Tuesday, 22 November 2022
Sarah Ekdawi, Poems by Daylight
I've been reading an outstanding collection of poems by Sarah Ekdawi, published by Colenso Books in November 2022.
Copies are available from many sources, here is the W H Smith listing, as an example:
https://www.whsmith.co.uk/.../paper.../9781912788262.html
I wasn't surprised to learn that Sarah has worked as a translator and that she has a keen interest in Sikelianos and Cavafy.

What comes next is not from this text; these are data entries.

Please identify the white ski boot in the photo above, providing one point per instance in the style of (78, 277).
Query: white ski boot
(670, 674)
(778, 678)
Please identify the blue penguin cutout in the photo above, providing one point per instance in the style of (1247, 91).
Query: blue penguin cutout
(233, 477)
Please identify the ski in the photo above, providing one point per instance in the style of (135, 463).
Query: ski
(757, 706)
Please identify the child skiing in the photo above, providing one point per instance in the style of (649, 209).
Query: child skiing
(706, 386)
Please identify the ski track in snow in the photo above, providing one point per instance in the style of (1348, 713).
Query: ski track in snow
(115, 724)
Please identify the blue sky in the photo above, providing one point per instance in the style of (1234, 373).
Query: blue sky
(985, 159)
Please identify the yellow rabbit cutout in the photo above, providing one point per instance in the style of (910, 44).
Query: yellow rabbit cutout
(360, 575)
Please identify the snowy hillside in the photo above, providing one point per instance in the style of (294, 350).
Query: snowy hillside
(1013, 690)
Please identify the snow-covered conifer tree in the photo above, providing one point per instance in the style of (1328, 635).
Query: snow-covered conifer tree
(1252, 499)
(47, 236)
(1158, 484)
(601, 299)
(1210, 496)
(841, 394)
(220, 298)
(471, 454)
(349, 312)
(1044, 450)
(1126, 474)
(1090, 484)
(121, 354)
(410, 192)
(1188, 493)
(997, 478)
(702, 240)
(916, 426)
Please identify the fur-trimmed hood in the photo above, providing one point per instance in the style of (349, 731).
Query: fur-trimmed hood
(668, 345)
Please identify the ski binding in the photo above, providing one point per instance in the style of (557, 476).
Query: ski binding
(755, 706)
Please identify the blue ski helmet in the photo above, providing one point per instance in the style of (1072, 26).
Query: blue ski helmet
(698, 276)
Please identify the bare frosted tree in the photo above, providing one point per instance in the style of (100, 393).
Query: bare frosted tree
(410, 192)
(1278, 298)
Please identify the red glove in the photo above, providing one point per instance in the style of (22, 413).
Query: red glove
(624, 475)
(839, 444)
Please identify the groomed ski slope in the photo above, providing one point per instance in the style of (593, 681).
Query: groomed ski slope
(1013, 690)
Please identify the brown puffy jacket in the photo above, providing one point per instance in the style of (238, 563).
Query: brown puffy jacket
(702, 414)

Poems by Daylight will continue to make a deep impression. Recommended!
From the publisher:
Sarah Ekdawi grew up in an Anglo-Egyptian household, inspiring in her a lifelong interest in other languages and cultures, including the dialect and literature of her mother's native Dorset. This first published collection of poetry represents a lengthy engagement, with poetry, as reader, scholar and translator (of Modern Greek). Composed over a twenty-year period, the poems can be read as five 'conversations' - the five sections of the collection - with significant others. Poems by Daylight raises questions about identity, intimacy, rejection, loss and gain. It reflects the author's love of the sea and especially the Dorset coast; her years in Ireland and her walks around the beautiful lake on the campus at MCU Thailand, where she is a visiting teacher. Above all, these poems address the fragility of human love, with all its 'slips and flaws and missed connections'.